I need help to proof the following: Consider the multiple integrals below:
$$ \int_{a}^{b} dx_{1} \int_{a}^{b} dx_{2} \cdots \int_{a}^{b} dx_{n} \ f(x_{1}, x_{2}, ..., x_{n}).$$
Here, $f$ is a function that is unchanged if we exchange two of your variables, that is
$$f(..., x_{i}, ..., x_{j}, ...) = f(..., x_{j}, ..., x_{i}, ...).$$
I have to prove that this integral is equal to
$$n! \int_{a}^{b} dx_{1} \int_{a}^{x_{1}} dx_{2} \cdots \int_{a}^{x_{n-1}} dx_{n} \ f(x_{1}, x_{2}, ..., x_{n}).$$
It may look likes weird, but I am studying many-body perturbation theory using Feynman diagrams and this relation is very useful.
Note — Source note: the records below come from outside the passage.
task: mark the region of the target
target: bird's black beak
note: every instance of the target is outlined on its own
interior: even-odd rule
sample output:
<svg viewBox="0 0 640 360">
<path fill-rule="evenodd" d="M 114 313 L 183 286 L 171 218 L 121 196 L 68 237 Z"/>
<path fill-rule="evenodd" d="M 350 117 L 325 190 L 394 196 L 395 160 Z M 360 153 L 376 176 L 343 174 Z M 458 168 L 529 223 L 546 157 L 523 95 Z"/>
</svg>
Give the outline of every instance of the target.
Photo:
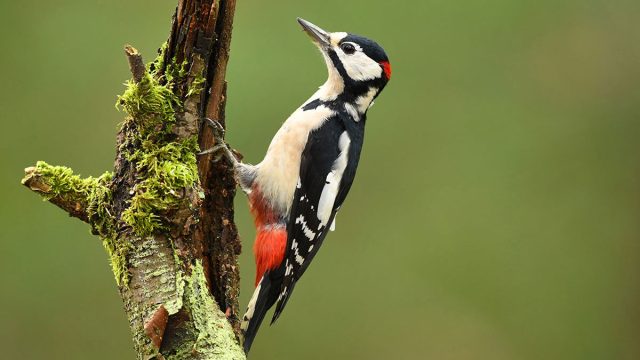
<svg viewBox="0 0 640 360">
<path fill-rule="evenodd" d="M 298 22 L 302 26 L 302 29 L 311 37 L 313 42 L 315 42 L 321 49 L 326 49 L 331 45 L 328 32 L 320 29 L 307 20 L 298 18 Z"/>
</svg>

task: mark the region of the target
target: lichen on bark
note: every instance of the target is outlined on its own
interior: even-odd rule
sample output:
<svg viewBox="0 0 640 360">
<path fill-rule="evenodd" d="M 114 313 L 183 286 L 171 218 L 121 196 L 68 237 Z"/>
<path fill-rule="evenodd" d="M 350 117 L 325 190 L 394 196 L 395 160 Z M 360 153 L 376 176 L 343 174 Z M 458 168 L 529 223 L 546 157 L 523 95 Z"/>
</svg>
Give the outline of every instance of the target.
<svg viewBox="0 0 640 360">
<path fill-rule="evenodd" d="M 201 123 L 224 121 L 234 9 L 234 0 L 179 0 L 155 61 L 125 47 L 133 76 L 117 101 L 127 115 L 113 173 L 83 179 L 38 162 L 23 180 L 102 238 L 139 359 L 245 358 L 235 182 L 227 165 L 197 157 L 223 141 Z"/>
</svg>

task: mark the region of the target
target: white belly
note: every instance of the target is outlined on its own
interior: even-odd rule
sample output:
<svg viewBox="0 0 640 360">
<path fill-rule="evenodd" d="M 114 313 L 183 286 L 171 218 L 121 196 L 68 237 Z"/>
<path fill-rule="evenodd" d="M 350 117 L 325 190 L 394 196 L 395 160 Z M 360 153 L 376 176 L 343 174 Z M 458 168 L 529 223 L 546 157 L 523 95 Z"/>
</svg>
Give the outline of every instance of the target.
<svg viewBox="0 0 640 360">
<path fill-rule="evenodd" d="M 275 210 L 289 214 L 300 174 L 300 156 L 309 133 L 317 129 L 334 111 L 325 106 L 296 110 L 271 140 L 264 160 L 258 164 L 256 181 L 265 199 Z"/>
</svg>

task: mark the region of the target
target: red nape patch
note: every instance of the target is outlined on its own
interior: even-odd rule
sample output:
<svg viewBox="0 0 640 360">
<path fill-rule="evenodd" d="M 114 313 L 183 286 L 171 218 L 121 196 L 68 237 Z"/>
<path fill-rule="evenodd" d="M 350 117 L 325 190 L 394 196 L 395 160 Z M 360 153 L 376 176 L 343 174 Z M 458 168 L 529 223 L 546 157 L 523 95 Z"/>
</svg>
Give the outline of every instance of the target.
<svg viewBox="0 0 640 360">
<path fill-rule="evenodd" d="M 256 257 L 256 286 L 267 270 L 280 266 L 287 246 L 286 227 L 258 228 L 253 253 Z"/>
<path fill-rule="evenodd" d="M 384 70 L 384 76 L 387 77 L 387 80 L 391 80 L 391 64 L 388 61 L 380 62 L 380 66 Z"/>
</svg>

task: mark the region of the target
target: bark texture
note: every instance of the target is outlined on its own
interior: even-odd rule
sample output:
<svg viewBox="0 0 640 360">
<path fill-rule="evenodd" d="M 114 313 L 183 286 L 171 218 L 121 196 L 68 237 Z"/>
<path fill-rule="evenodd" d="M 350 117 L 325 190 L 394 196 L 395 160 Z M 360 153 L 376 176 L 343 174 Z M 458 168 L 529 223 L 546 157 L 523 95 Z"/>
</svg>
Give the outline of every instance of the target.
<svg viewBox="0 0 640 360">
<path fill-rule="evenodd" d="M 205 117 L 225 124 L 235 0 L 180 0 L 155 61 L 125 47 L 132 79 L 113 172 L 38 162 L 23 184 L 87 222 L 109 255 L 139 359 L 244 359 L 238 343 L 235 180 Z"/>
</svg>

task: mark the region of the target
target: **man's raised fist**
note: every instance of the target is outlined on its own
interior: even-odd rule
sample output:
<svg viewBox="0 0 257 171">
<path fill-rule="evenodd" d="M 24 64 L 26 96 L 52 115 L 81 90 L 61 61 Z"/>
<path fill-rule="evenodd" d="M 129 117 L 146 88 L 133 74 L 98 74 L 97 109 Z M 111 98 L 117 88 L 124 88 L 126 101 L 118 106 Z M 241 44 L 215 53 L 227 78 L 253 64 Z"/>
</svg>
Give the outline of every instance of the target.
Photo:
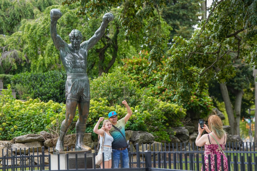
<svg viewBox="0 0 257 171">
<path fill-rule="evenodd" d="M 57 21 L 61 17 L 62 15 L 59 9 L 52 9 L 50 12 L 50 18 L 52 21 Z"/>
</svg>

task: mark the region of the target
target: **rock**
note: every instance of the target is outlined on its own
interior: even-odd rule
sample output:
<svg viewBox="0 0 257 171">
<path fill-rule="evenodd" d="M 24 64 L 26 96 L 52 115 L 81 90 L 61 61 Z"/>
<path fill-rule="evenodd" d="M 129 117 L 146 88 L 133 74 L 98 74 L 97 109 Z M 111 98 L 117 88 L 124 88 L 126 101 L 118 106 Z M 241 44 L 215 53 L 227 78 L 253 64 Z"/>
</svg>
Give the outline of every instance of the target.
<svg viewBox="0 0 257 171">
<path fill-rule="evenodd" d="M 11 149 L 13 143 L 11 141 L 0 141 L 0 157 L 5 156 L 9 157 L 11 156 Z M 2 159 L 0 159 L 0 161 Z"/>
<path fill-rule="evenodd" d="M 147 132 L 142 131 L 133 131 L 130 140 L 135 146 L 136 143 L 141 144 L 152 143 L 154 140 L 153 135 Z"/>
<path fill-rule="evenodd" d="M 184 127 L 180 127 L 172 128 L 175 133 L 176 136 L 181 142 L 187 143 L 189 142 L 189 132 Z"/>
<path fill-rule="evenodd" d="M 12 145 L 11 148 L 13 152 L 17 152 L 17 154 L 27 155 L 29 154 L 29 148 L 26 148 L 26 147 L 27 146 L 25 144 L 15 143 Z"/>
<path fill-rule="evenodd" d="M 189 140 L 191 142 L 194 142 L 195 143 L 195 140 L 197 137 L 198 134 L 196 132 L 194 132 L 193 133 L 191 134 L 189 136 Z"/>
<path fill-rule="evenodd" d="M 44 137 L 39 134 L 29 134 L 24 135 L 21 135 L 13 139 L 14 143 L 26 143 L 33 141 L 43 142 L 45 141 Z"/>
<path fill-rule="evenodd" d="M 45 155 L 46 154 L 45 152 Z M 47 154 L 48 154 L 48 152 L 47 152 L 47 153 L 46 153 Z M 36 155 L 37 156 L 41 155 L 42 154 L 42 153 L 41 152 L 39 152 L 38 153 L 38 154 L 37 154 L 37 153 L 36 154 Z M 48 157 L 45 157 L 44 158 L 45 158 L 45 164 L 49 164 L 49 160 Z M 40 157 L 35 157 L 34 158 L 34 162 L 35 163 L 35 164 L 40 164 L 40 163 L 41 163 L 41 159 Z"/>
<path fill-rule="evenodd" d="M 165 147 L 162 145 L 161 142 L 154 141 L 153 142 L 150 144 L 150 144 L 138 144 L 138 148 L 140 151 L 144 151 L 146 150 L 150 150 L 151 151 L 165 151 Z M 135 148 L 135 149 L 136 150 Z M 133 149 L 134 150 L 134 149 Z"/>
<path fill-rule="evenodd" d="M 17 156 L 15 156 L 15 165 L 16 166 L 21 166 L 21 161 L 22 161 L 22 160 L 23 160 L 23 158 L 24 159 L 25 159 L 25 162 L 24 162 L 24 163 L 25 163 L 23 164 L 24 165 L 26 165 L 28 166 L 30 164 L 31 165 L 31 160 L 30 158 L 27 157 L 25 158 L 23 156 L 18 155 Z M 12 166 L 12 161 L 11 159 L 6 160 L 5 162 L 6 166 Z M 24 160 L 23 162 L 24 162 Z M 1 164 L 2 165 L 3 164 L 3 160 L 2 160 L 2 161 L 1 162 Z"/>
<path fill-rule="evenodd" d="M 170 135 L 170 142 L 172 143 L 176 143 L 181 142 L 177 137 L 173 135 Z"/>
<path fill-rule="evenodd" d="M 55 146 L 58 138 L 52 138 L 46 140 L 44 142 L 44 145 L 47 148 Z"/>
<path fill-rule="evenodd" d="M 45 140 L 55 138 L 55 136 L 45 131 L 41 131 L 39 133 L 39 134 L 44 137 Z"/>
<path fill-rule="evenodd" d="M 194 131 L 195 127 L 187 125 L 185 125 L 184 127 L 186 128 L 186 129 L 188 131 L 189 134 L 192 133 Z"/>
<path fill-rule="evenodd" d="M 130 138 L 132 137 L 133 134 L 133 131 L 131 130 L 128 130 L 125 131 L 125 135 L 126 139 L 127 140 L 130 139 Z"/>
<path fill-rule="evenodd" d="M 91 139 L 92 134 L 91 133 L 85 133 L 83 141 L 86 145 L 88 146 L 94 146 L 95 143 L 93 142 Z M 46 140 L 44 142 L 44 145 L 46 148 L 53 147 L 55 146 L 57 142 L 58 138 L 49 139 Z M 73 147 L 74 148 L 76 144 L 76 135 L 71 134 L 68 135 L 64 138 L 64 146 L 69 146 L 71 148 Z M 92 146 L 93 145 L 93 146 Z"/>
<path fill-rule="evenodd" d="M 215 108 L 213 109 L 212 112 L 212 115 L 215 115 L 215 114 L 217 114 L 217 115 L 220 118 L 220 119 L 222 120 L 224 120 L 225 119 L 224 114 L 222 113 L 222 112 L 219 110 L 219 109 L 217 108 Z"/>
<path fill-rule="evenodd" d="M 223 126 L 223 129 L 226 131 L 228 134 L 231 134 L 231 127 L 229 125 L 224 125 Z"/>
</svg>

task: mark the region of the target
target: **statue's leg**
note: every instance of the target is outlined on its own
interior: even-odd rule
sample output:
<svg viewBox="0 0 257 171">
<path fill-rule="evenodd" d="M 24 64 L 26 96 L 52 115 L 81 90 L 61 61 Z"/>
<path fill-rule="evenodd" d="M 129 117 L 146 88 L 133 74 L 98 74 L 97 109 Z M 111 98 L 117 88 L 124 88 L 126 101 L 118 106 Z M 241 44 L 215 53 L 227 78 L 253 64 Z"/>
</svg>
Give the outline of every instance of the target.
<svg viewBox="0 0 257 171">
<path fill-rule="evenodd" d="M 65 119 L 61 125 L 60 135 L 55 146 L 57 151 L 63 151 L 64 150 L 64 137 L 76 114 L 78 102 L 76 100 L 67 100 Z"/>
<path fill-rule="evenodd" d="M 79 102 L 78 104 L 79 119 L 76 123 L 75 150 L 90 150 L 91 148 L 84 144 L 83 139 L 87 117 L 89 113 L 89 101 Z"/>
<path fill-rule="evenodd" d="M 69 128 L 69 126 L 65 125 L 65 121 L 63 121 L 61 125 L 60 135 L 57 140 L 56 145 L 55 146 L 55 150 L 56 151 L 63 151 L 64 150 L 64 137 Z"/>
</svg>

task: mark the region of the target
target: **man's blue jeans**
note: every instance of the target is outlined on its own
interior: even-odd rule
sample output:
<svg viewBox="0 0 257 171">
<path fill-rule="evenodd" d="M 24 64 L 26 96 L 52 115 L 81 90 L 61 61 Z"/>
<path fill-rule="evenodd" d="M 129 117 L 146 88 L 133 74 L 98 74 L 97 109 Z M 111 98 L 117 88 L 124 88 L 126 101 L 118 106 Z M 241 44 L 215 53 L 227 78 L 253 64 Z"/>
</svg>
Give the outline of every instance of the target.
<svg viewBox="0 0 257 171">
<path fill-rule="evenodd" d="M 113 149 L 113 155 L 114 168 L 119 168 L 121 155 L 122 157 L 122 168 L 128 168 L 129 160 L 128 158 L 128 152 L 127 149 L 126 148 L 123 150 L 119 150 Z"/>
</svg>

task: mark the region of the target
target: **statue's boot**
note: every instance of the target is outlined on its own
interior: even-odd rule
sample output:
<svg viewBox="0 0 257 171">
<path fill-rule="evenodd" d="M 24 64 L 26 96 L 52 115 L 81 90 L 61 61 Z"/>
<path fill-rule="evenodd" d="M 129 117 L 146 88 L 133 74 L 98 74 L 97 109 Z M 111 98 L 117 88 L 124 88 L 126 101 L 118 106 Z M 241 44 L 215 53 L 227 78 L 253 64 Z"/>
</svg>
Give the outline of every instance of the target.
<svg viewBox="0 0 257 171">
<path fill-rule="evenodd" d="M 63 121 L 61 125 L 60 135 L 55 146 L 55 150 L 56 151 L 63 151 L 64 150 L 64 137 L 65 137 L 69 127 L 64 124 L 64 121 Z"/>
<path fill-rule="evenodd" d="M 76 144 L 75 150 L 89 150 L 91 148 L 84 144 L 83 140 L 86 130 L 86 124 L 76 123 Z"/>
</svg>

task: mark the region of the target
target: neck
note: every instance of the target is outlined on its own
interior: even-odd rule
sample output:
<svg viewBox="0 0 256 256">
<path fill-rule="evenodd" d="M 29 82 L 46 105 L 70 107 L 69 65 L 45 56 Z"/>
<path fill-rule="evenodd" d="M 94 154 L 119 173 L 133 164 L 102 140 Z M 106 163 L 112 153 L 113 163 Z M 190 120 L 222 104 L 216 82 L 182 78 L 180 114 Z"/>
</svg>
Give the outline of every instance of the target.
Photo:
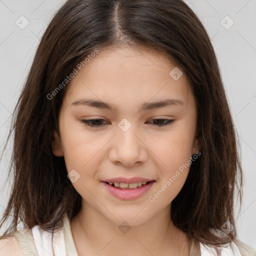
<svg viewBox="0 0 256 256">
<path fill-rule="evenodd" d="M 83 200 L 79 213 L 70 220 L 78 255 L 188 255 L 185 233 L 170 220 L 169 204 L 157 216 L 136 226 L 113 222 Z"/>
</svg>

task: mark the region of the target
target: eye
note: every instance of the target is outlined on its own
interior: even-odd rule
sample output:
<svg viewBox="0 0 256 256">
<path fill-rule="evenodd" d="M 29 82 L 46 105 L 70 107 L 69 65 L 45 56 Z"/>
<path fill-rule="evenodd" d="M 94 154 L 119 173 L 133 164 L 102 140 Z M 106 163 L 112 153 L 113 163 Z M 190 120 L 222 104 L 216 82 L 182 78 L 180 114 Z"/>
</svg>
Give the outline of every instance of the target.
<svg viewBox="0 0 256 256">
<path fill-rule="evenodd" d="M 81 122 L 84 124 L 86 126 L 90 126 L 90 127 L 96 127 L 96 126 L 102 126 L 102 121 L 106 121 L 104 119 L 90 119 L 88 120 L 86 120 L 83 119 L 81 120 Z"/>
<path fill-rule="evenodd" d="M 150 121 L 154 121 L 157 120 L 156 123 L 158 122 L 158 124 L 155 124 L 158 126 L 168 126 L 168 124 L 170 124 L 171 123 L 174 122 L 175 120 L 174 119 L 164 119 L 164 118 L 157 118 L 157 119 L 152 119 Z M 160 124 L 159 124 L 158 121 L 160 120 Z M 164 121 L 166 121 L 166 122 L 164 122 Z"/>
<path fill-rule="evenodd" d="M 156 122 L 157 124 L 155 124 L 155 121 L 156 120 Z M 175 120 L 174 119 L 165 119 L 165 118 L 155 118 L 152 119 L 150 121 L 154 121 L 154 124 L 154 124 L 158 126 L 166 126 L 168 124 L 170 124 L 171 123 L 173 122 Z M 90 119 L 88 120 L 82 119 L 81 120 L 81 122 L 84 124 L 86 126 L 89 126 L 90 127 L 100 127 L 104 125 L 102 124 L 102 122 L 106 121 L 106 120 L 104 119 L 100 119 L 100 118 L 96 118 L 96 119 Z M 160 122 L 159 122 L 160 121 Z M 165 122 L 164 122 L 165 121 Z M 160 123 L 159 123 L 160 122 Z M 150 123 L 152 124 L 152 123 Z"/>
</svg>

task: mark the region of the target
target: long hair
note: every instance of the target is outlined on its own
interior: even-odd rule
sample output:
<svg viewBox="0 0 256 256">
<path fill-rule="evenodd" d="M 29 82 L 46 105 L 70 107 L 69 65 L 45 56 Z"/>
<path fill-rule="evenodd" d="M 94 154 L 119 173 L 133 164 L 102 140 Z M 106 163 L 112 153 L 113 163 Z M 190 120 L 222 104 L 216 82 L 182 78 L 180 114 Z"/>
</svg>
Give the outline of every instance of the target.
<svg viewBox="0 0 256 256">
<path fill-rule="evenodd" d="M 186 74 L 196 99 L 201 156 L 172 202 L 174 224 L 206 244 L 234 240 L 234 195 L 237 188 L 241 201 L 242 181 L 237 133 L 210 40 L 182 0 L 68 0 L 56 12 L 37 48 L 8 136 L 14 131 L 8 173 L 12 170 L 14 184 L 0 228 L 10 216 L 13 220 L 4 234 L 16 230 L 18 218 L 30 228 L 50 231 L 62 225 L 64 213 L 72 219 L 80 210 L 64 158 L 52 151 L 68 86 L 63 81 L 92 52 L 119 46 L 146 46 L 170 58 Z M 234 228 L 218 235 L 226 222 Z"/>
</svg>

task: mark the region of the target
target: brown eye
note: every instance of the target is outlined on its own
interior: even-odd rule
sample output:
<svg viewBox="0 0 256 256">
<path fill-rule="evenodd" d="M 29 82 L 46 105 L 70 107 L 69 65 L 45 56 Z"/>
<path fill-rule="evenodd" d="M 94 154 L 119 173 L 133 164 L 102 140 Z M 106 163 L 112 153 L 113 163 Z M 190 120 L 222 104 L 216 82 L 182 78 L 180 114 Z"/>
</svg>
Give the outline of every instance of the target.
<svg viewBox="0 0 256 256">
<path fill-rule="evenodd" d="M 106 121 L 104 119 L 90 119 L 86 120 L 83 119 L 81 122 L 84 124 L 86 126 L 90 126 L 90 127 L 100 126 L 102 125 L 102 121 Z"/>
<path fill-rule="evenodd" d="M 156 122 L 155 120 L 156 120 Z M 175 120 L 174 119 L 164 119 L 164 118 L 157 118 L 152 119 L 150 121 L 154 121 L 154 124 L 155 124 L 158 126 L 165 126 L 168 124 L 170 124 L 171 123 L 174 122 Z M 164 122 L 164 121 L 166 121 Z"/>
</svg>

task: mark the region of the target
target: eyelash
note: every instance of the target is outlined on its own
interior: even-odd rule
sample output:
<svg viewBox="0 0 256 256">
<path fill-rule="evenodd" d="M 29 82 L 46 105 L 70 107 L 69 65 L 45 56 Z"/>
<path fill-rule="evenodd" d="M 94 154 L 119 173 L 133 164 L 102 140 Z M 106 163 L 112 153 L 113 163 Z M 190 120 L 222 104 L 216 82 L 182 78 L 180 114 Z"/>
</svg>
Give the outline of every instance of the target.
<svg viewBox="0 0 256 256">
<path fill-rule="evenodd" d="M 100 124 L 99 126 L 96 126 L 95 124 L 92 124 L 91 122 L 93 121 L 98 121 L 99 120 L 103 120 L 104 121 L 106 120 L 104 119 L 100 119 L 100 118 L 96 118 L 96 119 L 90 119 L 88 120 L 86 120 L 84 119 L 83 119 L 81 120 L 81 122 L 82 122 L 83 124 L 84 124 L 86 126 L 89 126 L 90 127 L 100 127 L 102 126 L 102 124 Z M 167 120 L 167 122 L 166 122 L 164 124 L 156 124 L 156 126 L 158 126 L 158 127 L 162 127 L 163 126 L 166 126 L 169 124 L 170 124 L 172 122 L 174 122 L 175 121 L 174 119 L 166 119 L 166 118 L 155 118 L 155 119 L 152 119 L 150 121 L 152 121 L 153 120 Z"/>
</svg>

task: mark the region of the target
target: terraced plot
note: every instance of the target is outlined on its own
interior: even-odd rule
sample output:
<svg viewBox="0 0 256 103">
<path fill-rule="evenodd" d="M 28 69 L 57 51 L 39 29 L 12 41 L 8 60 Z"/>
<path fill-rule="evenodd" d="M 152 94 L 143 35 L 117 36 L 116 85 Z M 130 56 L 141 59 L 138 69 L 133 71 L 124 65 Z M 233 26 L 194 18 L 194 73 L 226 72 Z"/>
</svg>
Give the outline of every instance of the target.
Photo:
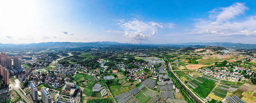
<svg viewBox="0 0 256 103">
<path fill-rule="evenodd" d="M 173 94 L 175 92 L 174 91 L 160 91 L 161 98 L 163 100 L 166 100 L 168 97 L 174 99 L 174 95 Z"/>
<path fill-rule="evenodd" d="M 129 91 L 129 92 L 130 92 L 130 94 L 131 94 L 132 95 L 136 95 L 136 94 L 137 93 L 138 93 L 140 91 L 141 91 L 138 88 L 135 88 L 134 89 L 133 89 L 132 90 L 131 90 Z"/>
<path fill-rule="evenodd" d="M 155 85 L 156 81 L 155 80 L 148 78 L 143 81 L 141 84 L 152 89 Z"/>
<path fill-rule="evenodd" d="M 186 77 L 187 77 L 187 78 L 189 78 L 191 80 L 193 80 L 193 79 L 194 79 L 194 78 L 193 78 L 193 77 L 191 77 L 191 76 L 190 76 L 189 75 L 186 75 L 185 76 L 186 76 Z"/>
<path fill-rule="evenodd" d="M 224 98 L 226 97 L 228 91 L 228 90 L 225 90 L 224 89 L 221 88 L 217 87 L 213 90 L 212 92 L 214 93 L 215 95 Z"/>
<path fill-rule="evenodd" d="M 119 103 L 126 103 L 132 98 L 132 96 L 130 95 L 128 91 L 115 96 L 116 102 Z"/>
<path fill-rule="evenodd" d="M 138 95 L 137 95 L 135 96 L 135 98 L 138 101 L 139 103 L 146 103 L 150 99 L 151 99 L 150 96 L 146 96 L 143 94 L 143 93 L 141 92 L 140 92 Z"/>
<path fill-rule="evenodd" d="M 157 95 L 156 92 L 155 92 L 151 90 L 150 90 L 147 88 L 146 88 L 142 90 L 142 93 L 144 94 L 145 95 L 149 95 L 152 98 L 156 97 Z"/>
<path fill-rule="evenodd" d="M 173 85 L 174 84 L 169 84 L 164 85 L 158 85 L 157 89 L 161 91 L 167 91 L 173 90 Z"/>
<path fill-rule="evenodd" d="M 186 75 L 187 76 L 188 75 Z M 187 77 L 187 76 L 186 76 Z M 198 77 L 196 79 L 194 79 L 193 80 L 190 81 L 188 82 L 188 84 L 190 85 L 192 88 L 194 89 L 195 89 L 197 87 L 198 85 L 200 84 L 201 84 L 206 81 L 207 80 L 209 80 L 213 81 L 214 81 L 216 83 L 218 83 L 219 82 L 220 80 L 217 79 L 216 78 L 215 78 L 208 76 L 207 76 L 205 75 L 203 75 L 201 77 Z M 189 78 L 187 77 L 188 78 Z M 191 78 L 192 78 L 192 77 Z"/>
<path fill-rule="evenodd" d="M 136 101 L 136 99 L 133 99 L 132 100 L 131 100 L 131 101 L 129 102 L 129 103 L 138 103 L 138 102 Z"/>
<path fill-rule="evenodd" d="M 171 103 L 187 103 L 187 102 L 186 101 L 177 100 L 177 99 L 172 99 L 170 98 L 167 99 L 166 100 L 167 102 L 170 102 Z"/>
</svg>

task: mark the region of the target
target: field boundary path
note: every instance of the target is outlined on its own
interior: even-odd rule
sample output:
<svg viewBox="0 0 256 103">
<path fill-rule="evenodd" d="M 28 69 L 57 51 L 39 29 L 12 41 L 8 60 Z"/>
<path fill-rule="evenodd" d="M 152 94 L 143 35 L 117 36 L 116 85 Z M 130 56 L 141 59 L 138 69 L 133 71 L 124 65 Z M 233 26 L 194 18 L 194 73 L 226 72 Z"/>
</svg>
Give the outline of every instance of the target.
<svg viewBox="0 0 256 103">
<path fill-rule="evenodd" d="M 107 85 L 106 84 L 106 83 L 105 83 L 105 82 L 104 82 L 104 81 L 102 79 L 102 76 L 100 76 L 100 77 L 101 77 L 101 80 L 102 80 L 103 81 L 103 82 L 104 83 L 104 84 L 105 84 L 106 86 L 107 86 Z M 117 103 L 115 101 L 115 99 L 114 99 L 114 97 L 113 97 L 113 95 L 112 95 L 112 94 L 111 94 L 111 92 L 110 92 L 110 91 L 109 91 L 109 88 L 108 87 L 106 87 L 106 88 L 107 88 L 107 93 L 109 93 L 109 95 L 110 95 L 110 97 L 111 97 L 111 98 L 112 98 L 112 99 L 113 100 L 113 102 L 114 102 L 114 103 Z"/>
<path fill-rule="evenodd" d="M 193 96 L 192 96 L 192 97 L 195 97 L 196 98 L 196 99 L 197 100 L 196 100 L 197 102 L 199 102 L 200 101 L 200 102 L 201 102 L 201 103 L 206 103 L 205 101 L 202 100 L 199 97 L 198 97 L 194 92 L 193 92 L 192 91 L 192 90 L 191 90 L 190 88 L 188 88 L 188 87 L 187 87 L 187 85 L 186 85 L 186 84 L 184 84 L 184 83 L 182 82 L 182 81 L 181 81 L 181 80 L 180 78 L 179 78 L 178 77 L 178 76 L 176 75 L 176 74 L 174 73 L 174 71 L 172 70 L 172 67 L 171 66 L 171 65 L 170 62 L 168 62 L 168 64 L 169 65 L 169 66 L 170 67 L 170 68 L 171 68 L 171 71 L 172 71 L 172 72 L 173 73 L 174 75 L 174 76 L 175 76 L 175 77 L 176 77 L 176 78 L 178 79 L 177 80 L 179 81 L 181 83 L 181 84 L 183 86 L 184 86 L 186 88 L 185 89 L 186 89 L 185 90 L 186 90 L 186 90 L 188 90 L 189 91 L 189 92 L 188 92 L 191 93 L 193 95 Z M 190 93 L 190 94 L 191 94 L 191 93 Z M 190 95 L 189 94 L 188 95 L 190 95 Z"/>
</svg>

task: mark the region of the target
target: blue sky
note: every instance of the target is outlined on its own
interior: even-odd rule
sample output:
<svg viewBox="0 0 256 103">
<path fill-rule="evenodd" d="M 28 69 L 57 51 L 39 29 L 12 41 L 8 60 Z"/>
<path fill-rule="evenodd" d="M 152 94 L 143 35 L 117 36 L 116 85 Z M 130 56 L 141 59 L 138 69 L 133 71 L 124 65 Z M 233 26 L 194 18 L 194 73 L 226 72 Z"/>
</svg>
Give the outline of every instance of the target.
<svg viewBox="0 0 256 103">
<path fill-rule="evenodd" d="M 0 43 L 256 44 L 255 1 L 1 1 Z"/>
</svg>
I know that this is true, but I can't find anywhere a good proof or justification for it.
You are integrating over the region where $ b \geq x_1 \geq x_2 \geq x_3 \geq \ldots \geq x_n \geq a $.
By the condition that the function is symmetric in the variables, it follows that this is $\frac{1}{n!}$ of the original integral. Hence the equality holds.